Como era previsible "quien se sorprenda vive alejado de la realidad", los hooligans británicos también han impregnado su espíritu vandálico a la Eurocopa 2000 y la ejecutiva de la UEFA ha optado por intentar extirpar el cáncer. Ha instando al Gobierno de Tony Blair a controlar de una vez por todas a sus hinchas más conflictivos, aunque evidenciando una vez más su falta de reflejos y soberbia: ha sido necesario que corriera la sangre por Bruselas y Charleroi para solicitar la adopción de medidas.

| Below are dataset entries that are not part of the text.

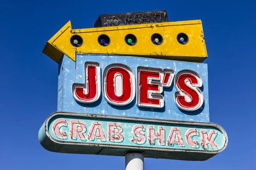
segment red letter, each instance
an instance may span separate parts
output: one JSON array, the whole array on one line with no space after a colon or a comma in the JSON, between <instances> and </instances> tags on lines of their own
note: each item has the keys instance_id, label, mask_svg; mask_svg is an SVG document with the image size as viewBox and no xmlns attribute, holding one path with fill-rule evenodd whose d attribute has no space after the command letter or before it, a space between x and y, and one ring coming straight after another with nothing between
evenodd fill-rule
<instances>
[{"instance_id":1,"label":"red letter","mask_svg":"<svg viewBox=\"0 0 256 170\"><path fill-rule=\"evenodd\" d=\"M216 130L211 130L209 134L207 135L206 130L201 130L201 140L202 141L202 147L204 149L208 149L207 141L210 144L210 145L213 148L218 148L218 145L214 142L214 136L217 134Z\"/></svg>"},{"instance_id":2,"label":"red letter","mask_svg":"<svg viewBox=\"0 0 256 170\"><path fill-rule=\"evenodd\" d=\"M158 139L158 142L162 146L165 145L164 127L158 126L158 132L155 132L154 126L148 126L148 141L149 144L155 144L155 138Z\"/></svg>"},{"instance_id":3,"label":"red letter","mask_svg":"<svg viewBox=\"0 0 256 170\"><path fill-rule=\"evenodd\" d=\"M199 136L198 130L197 129L190 129L186 133L186 141L188 144L194 148L198 148L199 147L198 141L194 141L192 138L194 136Z\"/></svg>"},{"instance_id":4,"label":"red letter","mask_svg":"<svg viewBox=\"0 0 256 170\"><path fill-rule=\"evenodd\" d=\"M74 83L73 96L78 102L90 103L96 101L100 95L99 64L86 62L84 63L84 82L86 84Z\"/></svg>"},{"instance_id":5,"label":"red letter","mask_svg":"<svg viewBox=\"0 0 256 170\"><path fill-rule=\"evenodd\" d=\"M139 107L162 108L163 88L171 86L174 71L170 69L138 67L137 105Z\"/></svg>"},{"instance_id":6,"label":"red letter","mask_svg":"<svg viewBox=\"0 0 256 170\"><path fill-rule=\"evenodd\" d=\"M58 138L61 139L67 139L67 131L62 132L61 130L61 128L63 126L67 127L67 120L64 119L57 119L52 125L52 131Z\"/></svg>"},{"instance_id":7,"label":"red letter","mask_svg":"<svg viewBox=\"0 0 256 170\"><path fill-rule=\"evenodd\" d=\"M133 136L131 141L136 144L144 144L146 142L146 136L143 132L145 132L145 127L143 125L136 125L134 126L132 128L132 131L137 138Z\"/></svg>"},{"instance_id":8,"label":"red letter","mask_svg":"<svg viewBox=\"0 0 256 170\"><path fill-rule=\"evenodd\" d=\"M85 124L82 121L70 120L70 136L72 139L76 140L78 134L81 140L86 141L84 134L86 132Z\"/></svg>"},{"instance_id":9,"label":"red letter","mask_svg":"<svg viewBox=\"0 0 256 170\"><path fill-rule=\"evenodd\" d=\"M200 76L189 70L179 71L175 76L175 83L177 92L174 94L176 105L185 111L195 111L204 102L202 91L199 88L203 83Z\"/></svg>"},{"instance_id":10,"label":"red letter","mask_svg":"<svg viewBox=\"0 0 256 170\"><path fill-rule=\"evenodd\" d=\"M100 139L102 142L106 142L106 138L100 122L93 122L88 134L88 139L94 141L96 139Z\"/></svg>"},{"instance_id":11,"label":"red letter","mask_svg":"<svg viewBox=\"0 0 256 170\"><path fill-rule=\"evenodd\" d=\"M104 96L107 101L116 105L130 103L135 95L135 76L125 65L113 64L108 66L103 73Z\"/></svg>"},{"instance_id":12,"label":"red letter","mask_svg":"<svg viewBox=\"0 0 256 170\"><path fill-rule=\"evenodd\" d=\"M122 142L124 140L122 128L119 123L108 123L108 140L114 142Z\"/></svg>"},{"instance_id":13,"label":"red letter","mask_svg":"<svg viewBox=\"0 0 256 170\"><path fill-rule=\"evenodd\" d=\"M180 146L184 147L185 144L182 139L182 136L178 128L172 128L169 137L167 141L168 145L174 146L174 144L177 143Z\"/></svg>"}]
</instances>

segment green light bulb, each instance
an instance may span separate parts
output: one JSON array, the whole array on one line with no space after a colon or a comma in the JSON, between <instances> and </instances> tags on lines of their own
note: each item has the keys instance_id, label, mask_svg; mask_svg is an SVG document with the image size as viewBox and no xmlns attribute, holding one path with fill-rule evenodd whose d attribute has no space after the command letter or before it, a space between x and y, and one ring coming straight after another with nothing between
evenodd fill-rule
<instances>
[{"instance_id":1,"label":"green light bulb","mask_svg":"<svg viewBox=\"0 0 256 170\"><path fill-rule=\"evenodd\" d=\"M127 41L128 41L128 42L130 43L132 42L132 40L131 40L131 38L128 39L127 40Z\"/></svg>"}]
</instances>

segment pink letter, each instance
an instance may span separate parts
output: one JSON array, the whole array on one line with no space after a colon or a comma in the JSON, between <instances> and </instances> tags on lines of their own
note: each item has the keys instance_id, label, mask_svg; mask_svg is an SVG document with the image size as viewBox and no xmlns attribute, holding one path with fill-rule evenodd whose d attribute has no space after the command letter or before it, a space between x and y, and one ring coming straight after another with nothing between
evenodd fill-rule
<instances>
[{"instance_id":1,"label":"pink letter","mask_svg":"<svg viewBox=\"0 0 256 170\"><path fill-rule=\"evenodd\" d=\"M52 131L58 138L61 139L67 139L67 131L62 132L61 130L62 127L67 127L67 120L64 119L60 119L55 121L52 125Z\"/></svg>"},{"instance_id":2,"label":"pink letter","mask_svg":"<svg viewBox=\"0 0 256 170\"><path fill-rule=\"evenodd\" d=\"M198 141L194 141L192 138L195 135L199 136L198 130L197 129L190 129L186 133L186 141L191 147L194 148L198 148L199 147Z\"/></svg>"},{"instance_id":3,"label":"pink letter","mask_svg":"<svg viewBox=\"0 0 256 170\"><path fill-rule=\"evenodd\" d=\"M210 145L213 148L218 148L218 145L214 142L214 136L215 136L216 130L211 130L209 134L207 135L206 130L201 130L201 140L202 141L202 147L204 149L208 149L207 141L210 144Z\"/></svg>"},{"instance_id":4,"label":"pink letter","mask_svg":"<svg viewBox=\"0 0 256 170\"><path fill-rule=\"evenodd\" d=\"M155 138L158 139L158 142L161 145L165 145L164 127L158 126L158 132L155 132L154 126L148 126L148 140L149 144L155 144Z\"/></svg>"},{"instance_id":5,"label":"pink letter","mask_svg":"<svg viewBox=\"0 0 256 170\"><path fill-rule=\"evenodd\" d=\"M182 136L178 128L172 128L170 134L169 134L169 138L167 141L167 144L168 145L173 146L175 143L177 143L180 146L185 147Z\"/></svg>"},{"instance_id":6,"label":"pink letter","mask_svg":"<svg viewBox=\"0 0 256 170\"><path fill-rule=\"evenodd\" d=\"M107 141L102 127L99 122L93 122L88 134L88 139L90 141L93 141L95 138L102 142Z\"/></svg>"},{"instance_id":7,"label":"pink letter","mask_svg":"<svg viewBox=\"0 0 256 170\"><path fill-rule=\"evenodd\" d=\"M143 131L145 132L145 127L143 125L134 125L132 128L132 131L134 134L138 137L135 138L133 136L131 141L137 144L144 144L146 142L146 136Z\"/></svg>"},{"instance_id":8,"label":"pink letter","mask_svg":"<svg viewBox=\"0 0 256 170\"><path fill-rule=\"evenodd\" d=\"M86 141L84 133L87 129L85 124L83 122L70 120L70 136L72 139L76 140L76 136L78 134L78 136L81 140Z\"/></svg>"},{"instance_id":9,"label":"pink letter","mask_svg":"<svg viewBox=\"0 0 256 170\"><path fill-rule=\"evenodd\" d=\"M122 126L119 123L108 123L108 140L114 142L122 142L124 140Z\"/></svg>"}]
</instances>

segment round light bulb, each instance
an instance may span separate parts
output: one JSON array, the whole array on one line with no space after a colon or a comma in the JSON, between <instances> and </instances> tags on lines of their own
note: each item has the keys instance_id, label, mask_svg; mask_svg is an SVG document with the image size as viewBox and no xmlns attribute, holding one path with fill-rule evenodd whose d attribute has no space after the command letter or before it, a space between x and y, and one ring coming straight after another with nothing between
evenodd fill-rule
<instances>
[{"instance_id":1,"label":"round light bulb","mask_svg":"<svg viewBox=\"0 0 256 170\"><path fill-rule=\"evenodd\" d=\"M102 40L100 40L100 42L102 44L105 44L106 43L106 40L105 40L105 39L102 39Z\"/></svg>"},{"instance_id":2,"label":"round light bulb","mask_svg":"<svg viewBox=\"0 0 256 170\"><path fill-rule=\"evenodd\" d=\"M74 43L75 43L75 44L77 44L77 43L78 43L78 41L77 40L74 40Z\"/></svg>"},{"instance_id":3,"label":"round light bulb","mask_svg":"<svg viewBox=\"0 0 256 170\"><path fill-rule=\"evenodd\" d=\"M127 40L127 41L128 41L128 42L130 43L132 42L132 40L131 38L128 39Z\"/></svg>"}]
</instances>

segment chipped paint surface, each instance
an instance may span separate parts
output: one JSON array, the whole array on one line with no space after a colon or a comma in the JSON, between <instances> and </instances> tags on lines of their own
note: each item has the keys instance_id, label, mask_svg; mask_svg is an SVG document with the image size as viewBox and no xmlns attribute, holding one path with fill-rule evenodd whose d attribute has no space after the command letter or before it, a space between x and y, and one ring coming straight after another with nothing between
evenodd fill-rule
<instances>
[{"instance_id":1,"label":"chipped paint surface","mask_svg":"<svg viewBox=\"0 0 256 170\"><path fill-rule=\"evenodd\" d=\"M130 56L88 54L77 54L76 58L76 62L74 62L64 55L59 63L58 111L209 122L207 64ZM72 95L72 87L73 84L84 83L84 65L86 62L97 62L100 67L102 84L100 96L96 102L90 104L79 102L75 100ZM202 78L203 86L200 88L200 89L204 95L204 103L198 110L193 112L187 112L179 109L174 102L174 94L177 91L172 82L170 87L163 89L162 94L164 96L164 106L162 108L139 107L136 105L136 96L130 103L125 106L118 106L109 104L103 96L102 75L107 66L114 63L126 65L134 73L136 73L138 66L173 69L175 74L182 70L194 71L199 74ZM137 74L135 74L137 81Z\"/></svg>"}]
</instances>

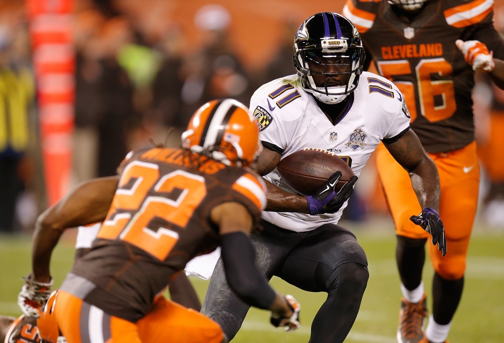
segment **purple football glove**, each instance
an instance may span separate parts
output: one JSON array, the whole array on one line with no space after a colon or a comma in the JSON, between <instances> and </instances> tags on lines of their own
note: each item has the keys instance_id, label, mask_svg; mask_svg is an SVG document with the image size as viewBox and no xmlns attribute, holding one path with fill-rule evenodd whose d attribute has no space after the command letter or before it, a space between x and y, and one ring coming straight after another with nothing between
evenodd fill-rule
<instances>
[{"instance_id":1,"label":"purple football glove","mask_svg":"<svg viewBox=\"0 0 504 343\"><path fill-rule=\"evenodd\" d=\"M422 210L418 216L412 216L410 220L420 225L422 228L432 236L432 244L437 244L437 248L443 253L446 254L446 237L445 236L445 226L439 218L437 212L432 208L428 207Z\"/></svg>"},{"instance_id":2,"label":"purple football glove","mask_svg":"<svg viewBox=\"0 0 504 343\"><path fill-rule=\"evenodd\" d=\"M357 176L352 176L339 192L335 187L341 177L341 172L333 174L324 186L311 195L306 197L310 214L320 215L323 213L336 213L348 200L353 191L353 185L357 182Z\"/></svg>"}]
</instances>

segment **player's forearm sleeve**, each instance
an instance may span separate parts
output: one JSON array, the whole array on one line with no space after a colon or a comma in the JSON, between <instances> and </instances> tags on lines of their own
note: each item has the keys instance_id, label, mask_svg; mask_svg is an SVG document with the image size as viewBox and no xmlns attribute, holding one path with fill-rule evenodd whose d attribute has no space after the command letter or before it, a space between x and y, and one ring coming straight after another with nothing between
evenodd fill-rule
<instances>
[{"instance_id":1,"label":"player's forearm sleeve","mask_svg":"<svg viewBox=\"0 0 504 343\"><path fill-rule=\"evenodd\" d=\"M248 237L243 232L223 235L221 246L231 289L248 305L269 309L275 300L275 291L256 265L256 252Z\"/></svg>"}]
</instances>

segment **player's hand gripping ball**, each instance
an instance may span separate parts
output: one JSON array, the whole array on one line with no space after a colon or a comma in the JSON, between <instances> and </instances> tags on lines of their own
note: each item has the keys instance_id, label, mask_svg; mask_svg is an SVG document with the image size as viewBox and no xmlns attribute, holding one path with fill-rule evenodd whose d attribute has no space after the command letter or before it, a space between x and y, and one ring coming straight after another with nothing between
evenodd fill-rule
<instances>
[{"instance_id":1,"label":"player's hand gripping ball","mask_svg":"<svg viewBox=\"0 0 504 343\"><path fill-rule=\"evenodd\" d=\"M290 294L285 296L285 300L292 310L292 315L289 318L285 318L272 312L270 321L276 327L285 326L285 331L292 331L301 327L301 323L299 322L299 310L301 309L301 304L298 302L295 298Z\"/></svg>"},{"instance_id":2,"label":"player's hand gripping ball","mask_svg":"<svg viewBox=\"0 0 504 343\"><path fill-rule=\"evenodd\" d=\"M341 172L337 171L331 178L311 195L306 197L310 214L319 215L323 213L336 213L339 211L345 201L348 200L353 192L353 185L357 182L357 176L350 178L337 191L336 185L341 178Z\"/></svg>"},{"instance_id":3,"label":"player's hand gripping ball","mask_svg":"<svg viewBox=\"0 0 504 343\"><path fill-rule=\"evenodd\" d=\"M25 315L38 318L39 309L43 307L51 295L51 286L53 280L48 284L37 282L31 279L22 278L25 284L18 295L18 305Z\"/></svg>"},{"instance_id":4,"label":"player's hand gripping ball","mask_svg":"<svg viewBox=\"0 0 504 343\"><path fill-rule=\"evenodd\" d=\"M473 66L473 70L481 69L484 72L493 70L493 51L489 51L484 43L479 40L466 40L461 39L455 41L455 44L464 55L466 62Z\"/></svg>"},{"instance_id":5,"label":"player's hand gripping ball","mask_svg":"<svg viewBox=\"0 0 504 343\"><path fill-rule=\"evenodd\" d=\"M432 236L432 244L437 244L437 248L443 256L446 254L446 237L445 236L445 226L441 221L437 212L430 207L422 210L418 216L412 216L410 220L420 225Z\"/></svg>"}]
</instances>

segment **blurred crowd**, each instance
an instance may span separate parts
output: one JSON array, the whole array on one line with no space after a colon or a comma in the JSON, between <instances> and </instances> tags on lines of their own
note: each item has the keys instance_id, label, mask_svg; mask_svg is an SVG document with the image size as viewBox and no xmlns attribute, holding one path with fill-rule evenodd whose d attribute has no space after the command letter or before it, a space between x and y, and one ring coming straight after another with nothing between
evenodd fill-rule
<instances>
[{"instance_id":1,"label":"blurred crowd","mask_svg":"<svg viewBox=\"0 0 504 343\"><path fill-rule=\"evenodd\" d=\"M0 5L0 231L30 230L46 206L36 93L23 3L7 3ZM258 67L237 53L229 39L233 16L225 7L209 3L196 11L195 46L183 27L143 4L76 1L74 184L115 174L135 148L178 146L180 133L204 102L231 97L248 104L261 85L295 73L292 41L301 20L283 20L275 49ZM496 18L499 24L504 23L504 12L497 11ZM504 92L484 77L476 77L474 94L486 175L483 217L504 227ZM345 211L347 219L387 213L372 160L357 190Z\"/></svg>"}]
</instances>

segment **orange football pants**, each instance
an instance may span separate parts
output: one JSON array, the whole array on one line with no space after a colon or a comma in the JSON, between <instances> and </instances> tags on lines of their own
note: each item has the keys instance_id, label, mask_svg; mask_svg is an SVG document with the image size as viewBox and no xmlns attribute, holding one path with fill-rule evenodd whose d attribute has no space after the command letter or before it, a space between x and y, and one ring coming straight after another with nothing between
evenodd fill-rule
<instances>
[{"instance_id":1,"label":"orange football pants","mask_svg":"<svg viewBox=\"0 0 504 343\"><path fill-rule=\"evenodd\" d=\"M407 172L394 159L383 144L376 149L378 174L399 236L427 238L432 266L443 279L464 276L466 256L478 204L479 167L476 143L446 153L428 154L437 167L441 187L439 216L445 225L447 252L443 257L430 243L430 235L409 220L422 209Z\"/></svg>"},{"instance_id":2,"label":"orange football pants","mask_svg":"<svg viewBox=\"0 0 504 343\"><path fill-rule=\"evenodd\" d=\"M61 290L55 301L58 326L69 343L220 343L224 336L215 322L162 296L136 323Z\"/></svg>"}]
</instances>

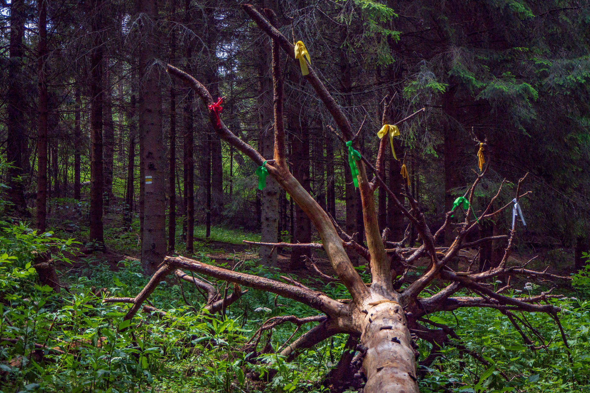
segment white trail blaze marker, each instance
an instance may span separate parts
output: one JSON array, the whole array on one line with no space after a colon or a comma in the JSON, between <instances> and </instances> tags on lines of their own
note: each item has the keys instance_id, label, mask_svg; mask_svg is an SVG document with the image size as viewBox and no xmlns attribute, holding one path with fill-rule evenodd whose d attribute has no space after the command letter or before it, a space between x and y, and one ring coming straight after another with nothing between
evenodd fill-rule
<instances>
[{"instance_id":1,"label":"white trail blaze marker","mask_svg":"<svg viewBox=\"0 0 590 393\"><path fill-rule=\"evenodd\" d=\"M520 205L516 202L516 198L513 199L512 202L514 203L514 206L512 207L512 230L514 230L517 214L520 214L520 219L522 220L523 225L526 226L526 222L525 221L525 217L522 216L522 210L520 210Z\"/></svg>"}]
</instances>

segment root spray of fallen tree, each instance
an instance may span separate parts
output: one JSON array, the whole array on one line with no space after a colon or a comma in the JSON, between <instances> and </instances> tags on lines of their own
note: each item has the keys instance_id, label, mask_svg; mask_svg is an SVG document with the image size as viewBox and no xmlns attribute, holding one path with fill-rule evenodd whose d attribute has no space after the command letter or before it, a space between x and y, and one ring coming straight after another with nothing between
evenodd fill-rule
<instances>
[{"instance_id":1,"label":"root spray of fallen tree","mask_svg":"<svg viewBox=\"0 0 590 393\"><path fill-rule=\"evenodd\" d=\"M211 290L211 288L208 288L209 290L208 290L206 285L204 285L205 283L200 280L197 282L194 278L186 276L183 273L184 271L225 280L237 285L266 290L294 299L317 309L323 315L319 315L317 318L312 318L309 321L297 321L298 326L303 323L319 323L290 344L284 346L281 351L281 354L292 359L299 351L309 348L337 333L346 333L350 335L352 338L358 338L359 344L356 349L358 354L362 358L363 372L366 378L364 388L366 393L417 393L419 391L417 369L418 354L414 349L415 344L414 340L415 338L419 338L428 341L432 345L430 355L422 362L424 364L429 364L438 356L441 346L450 341L449 336L454 339L458 339L452 329L431 321L428 319L428 314L441 311L453 311L461 307L494 308L506 315L517 330L523 335L525 341L527 342L532 342L524 335L524 330L520 328L519 321L522 321L515 317L514 312L547 313L559 325L557 318L559 309L544 302L548 298L556 295L545 293L535 297L514 298L502 295L502 292L507 289L507 287L496 290L493 285L487 283L490 280L495 280L496 278L506 278L517 275L548 279L568 279L545 272L527 269L525 265L507 266L507 262L516 233L514 229L509 236L503 236L507 237L508 245L503 257L497 267L483 272L458 272L453 271L447 266L450 261L458 256L460 250L499 238L498 236L485 237L469 243L465 241L467 234L476 228L478 222L494 217L509 206L506 205L495 211L493 211L491 209L493 203L502 191L502 185L504 184L503 181L496 195L491 199L487 207L480 214L476 216L472 210L471 202L474 191L476 186L487 172L490 160L488 160L487 166L463 196L469 202L465 219L457 229L457 235L454 241L450 247L445 249L444 254L441 255L440 252L437 252L435 245L441 234L445 230L450 230L453 212L446 213L445 220L442 225L435 233L432 233L418 203L408 192L407 186L405 187L406 197L409 202L409 209L399 202L396 194L384 181L384 162L385 155L388 151L388 145L389 144L388 138L381 138L376 162L374 165L371 164L362 156L362 147L359 145L355 137L350 121L320 80L311 64L306 63L302 56L296 59L296 51L294 50L293 44L273 27L262 14L250 5L244 5L242 7L258 27L272 38L275 131L274 154L272 159L263 157L255 148L236 136L226 127L222 118L219 118L219 111L216 110L213 97L202 84L191 75L172 65L168 66L168 71L191 87L201 97L205 107L209 108L209 120L212 126L221 138L248 156L257 165L265 168L268 174L289 193L310 217L321 237L322 243L313 243L307 246L316 248L323 247L337 276L337 279L348 289L352 299L348 302L338 301L337 299L332 299L322 292L310 289L291 279L288 280L290 283L285 283L222 269L182 257L169 256L165 259L159 270L153 275L149 283L135 298L112 298L106 299L106 301L123 301L133 303L125 316L125 319L130 319L141 308L143 302L146 300L158 283L166 275L173 272L182 279L194 282L198 287L209 293L208 300L209 307L211 309L217 310L220 308L225 309L225 305L239 298L240 287L236 286L234 295L227 296L226 290L226 296L222 299L217 299L218 304L214 306L216 294ZM341 230L337 230L337 225L335 226L335 223L331 217L289 171L286 160L285 131L283 120L281 50L291 58L292 61L300 62L303 59L303 62L306 64L309 72L304 77L313 87L318 97L333 117L337 126L337 131L334 130L334 132L343 143L350 141L346 144L360 153L360 159L355 161L352 165L356 169L355 172L358 172L356 180L362 203L366 236L366 247L353 240L349 234L343 233ZM299 58L299 57L301 58ZM283 64L284 64L284 62ZM396 125L401 124L406 120L407 119L402 120ZM384 124L387 124L386 120L386 118L384 119ZM482 146L485 147L485 144ZM358 158L358 156L356 158ZM371 180L369 180L368 172L372 173ZM523 180L524 178L521 179L517 187L515 196L517 202L519 197L527 194L523 193L519 195L520 185ZM378 187L382 187L385 190L397 207L416 228L422 240L422 244L420 246L404 248L403 242L387 242L386 236L382 236L378 225L373 195ZM471 220L470 216L474 217L474 219ZM289 246L285 243L267 245L280 247ZM392 246L393 248L388 248ZM347 248L356 250L369 260L372 275L370 283L363 282L355 269L347 254ZM419 258L424 257L430 260L429 266L417 279L411 282L408 273L415 266ZM474 261L471 262L473 264ZM317 270L317 267L316 269ZM446 286L434 295L429 293L424 296L423 290L437 279L447 283ZM403 290L398 292L402 286L404 288ZM454 296L458 291L464 289L467 289L473 296ZM280 321L270 321L267 324L271 326L272 323L280 323ZM563 332L560 326L559 328L560 331ZM264 326L261 329L263 328ZM562 338L564 344L567 345L567 341L563 333ZM348 364L339 364L337 368L349 367L351 362L360 364L359 356L352 356L354 345L351 344L348 346L350 346L352 349L345 351L343 355L343 359L345 361L344 363ZM464 347L463 350L467 351ZM481 362L486 363L486 361L478 356L478 354L471 355Z\"/></svg>"}]
</instances>

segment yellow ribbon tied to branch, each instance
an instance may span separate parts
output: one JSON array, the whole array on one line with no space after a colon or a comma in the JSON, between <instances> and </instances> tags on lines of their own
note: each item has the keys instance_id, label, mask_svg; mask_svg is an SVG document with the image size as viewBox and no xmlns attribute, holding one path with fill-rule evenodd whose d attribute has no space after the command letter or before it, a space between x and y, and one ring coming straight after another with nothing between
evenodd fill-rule
<instances>
[{"instance_id":1,"label":"yellow ribbon tied to branch","mask_svg":"<svg viewBox=\"0 0 590 393\"><path fill-rule=\"evenodd\" d=\"M477 165L479 166L481 171L483 164L486 163L486 158L483 156L483 143L480 143L480 150L477 151Z\"/></svg>"},{"instance_id":2,"label":"yellow ribbon tied to branch","mask_svg":"<svg viewBox=\"0 0 590 393\"><path fill-rule=\"evenodd\" d=\"M304 57L305 58L304 58ZM305 62L305 59L307 59L309 64L312 64L312 58L309 57L309 52L305 47L303 41L298 41L295 44L295 58L299 59L299 66L301 67L301 74L304 77L309 74L309 70L307 68L307 64Z\"/></svg>"},{"instance_id":3,"label":"yellow ribbon tied to branch","mask_svg":"<svg viewBox=\"0 0 590 393\"><path fill-rule=\"evenodd\" d=\"M408 179L408 187L409 187L409 176L408 175L408 169L405 167L405 164L402 165L402 170L399 171L402 177Z\"/></svg>"},{"instance_id":4,"label":"yellow ribbon tied to branch","mask_svg":"<svg viewBox=\"0 0 590 393\"><path fill-rule=\"evenodd\" d=\"M389 134L389 144L391 144L391 153L394 153L394 158L397 160L398 157L395 157L395 150L394 150L394 137L399 135L399 128L398 128L397 126L385 124L377 133L377 136L381 139L388 134Z\"/></svg>"}]
</instances>

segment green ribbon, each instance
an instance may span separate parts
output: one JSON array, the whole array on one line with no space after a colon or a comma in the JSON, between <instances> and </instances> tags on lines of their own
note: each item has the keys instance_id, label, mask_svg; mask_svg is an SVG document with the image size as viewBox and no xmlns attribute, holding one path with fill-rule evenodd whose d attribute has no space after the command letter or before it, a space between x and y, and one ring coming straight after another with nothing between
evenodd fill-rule
<instances>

La UEFA nunca ha sido un organismo cercano a cualquier corriente vanguardista, sino más bien anquilosado y que suele abusar de su posición. Amenazar con expulsar a la selección inglesa si se repiten los disturbios causados por su hinchada atenta contra cualquier lógica. Responsabilizar y condenar a un grupo de profesionales "los de la selección inglesa" de los actos de un puñado de indeseables no es justo. Tampoco lo es permitir el desembarco masivo de millares de delincuentes, más con un Inglaterra-Alemania de por medio. Ahí es donde la UEFA debería proponer y el Gobierno británico ejecutar. Qué hacer con los borregos es complejo, pero tiene solución: que se queden en casa.